I could see Ava from the corner of my eye, but without looking directly at her, she was too out of focus to gather anything other than the fact that she was looking directly at me. I could feel the burn of her gaze on my skin, and although the vulnerability I was lying at our feet was going to eat me alive, I let it fuel me instead.

“I would choose her with or without your blessing, if she wants that.” I swallowed down through gritted teeth. “You, probably more than anyone, would understand why I hesitated to answer your question last time we spoke. But I can tell you now that I love her. And whether she returns that feeling or not, I’m not disappearing anytime soon.”

David’s eyes lingered on me for a long moment, the silence heavy but different now, almost contemplative. I couldn’t bring myself to look at Ava, couldn’t even track her in my peripheral anymore. It was too much.

He nodded once. A slow, reluctant gesture, but a gesture nonetheless. “I shouldn’t have threatened ‘ya,” David said quietly.

That was the closest I was going to get to an apology, and I would gladly accept it.

“It’s Ava’s choice, then, with whatever she wants…”

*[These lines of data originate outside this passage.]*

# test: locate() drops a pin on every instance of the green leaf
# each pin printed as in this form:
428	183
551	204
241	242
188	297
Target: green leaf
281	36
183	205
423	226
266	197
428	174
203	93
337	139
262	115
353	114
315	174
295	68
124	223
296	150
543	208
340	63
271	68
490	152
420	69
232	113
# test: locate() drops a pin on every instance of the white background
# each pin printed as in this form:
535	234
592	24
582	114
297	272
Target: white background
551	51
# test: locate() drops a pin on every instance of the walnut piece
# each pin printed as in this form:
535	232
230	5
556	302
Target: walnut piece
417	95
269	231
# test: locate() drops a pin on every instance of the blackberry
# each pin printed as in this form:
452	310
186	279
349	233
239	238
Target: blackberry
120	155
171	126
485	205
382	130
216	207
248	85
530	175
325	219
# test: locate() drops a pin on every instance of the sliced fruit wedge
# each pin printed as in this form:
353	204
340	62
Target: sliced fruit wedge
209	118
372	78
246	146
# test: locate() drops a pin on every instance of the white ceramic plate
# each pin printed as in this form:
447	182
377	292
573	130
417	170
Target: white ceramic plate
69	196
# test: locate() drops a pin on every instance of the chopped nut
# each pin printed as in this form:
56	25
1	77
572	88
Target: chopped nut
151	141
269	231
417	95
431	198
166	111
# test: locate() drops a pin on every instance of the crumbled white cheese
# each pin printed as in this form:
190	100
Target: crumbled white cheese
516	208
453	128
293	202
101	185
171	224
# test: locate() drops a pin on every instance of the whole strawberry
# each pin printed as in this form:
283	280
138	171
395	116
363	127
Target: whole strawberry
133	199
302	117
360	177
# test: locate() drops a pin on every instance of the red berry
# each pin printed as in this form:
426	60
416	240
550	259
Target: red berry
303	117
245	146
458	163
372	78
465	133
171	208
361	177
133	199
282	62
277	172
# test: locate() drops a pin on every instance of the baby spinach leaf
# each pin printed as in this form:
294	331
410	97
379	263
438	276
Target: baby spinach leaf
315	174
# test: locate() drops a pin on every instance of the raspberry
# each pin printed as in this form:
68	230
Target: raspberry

David’s voice cut off abruptly, and before I could process what was happening, I felt the soft warmth of arms wrapping around my neck, pulling me in. Ava stepped into me silently, burying her face in my shoulder, her nails digging into my jacket and the side of my neck. For a second, I couldn’t move, couldn’t breathe — too stunned by the feel of her against me, by the simple fact that she had chosen to close that distance between us, I didn’t know how to react.

But the second I understood, I closed my arms around her gently, breathing her in, and for the first time in what felt like forever, the knot in my chest loosened.

“I’m so sorry,” I whispered into her hair, my voice barely steady. “For everything, Aves. I’m sorry.”

She only tightened her grip on me.

I looked beyond her, watched over her head as David’s eyes clung to the two of us. That look of stone cracked just a little bit more, and the corner of his mouth twitched upward just enough for me to notice.

“If you’re what she wants, Adrian, then ‘ya can have my blessing,” he said, a heaviness in his voice that I didn’t quite recognize coming from him. “Just don’t fuck it up and I’ll support it.”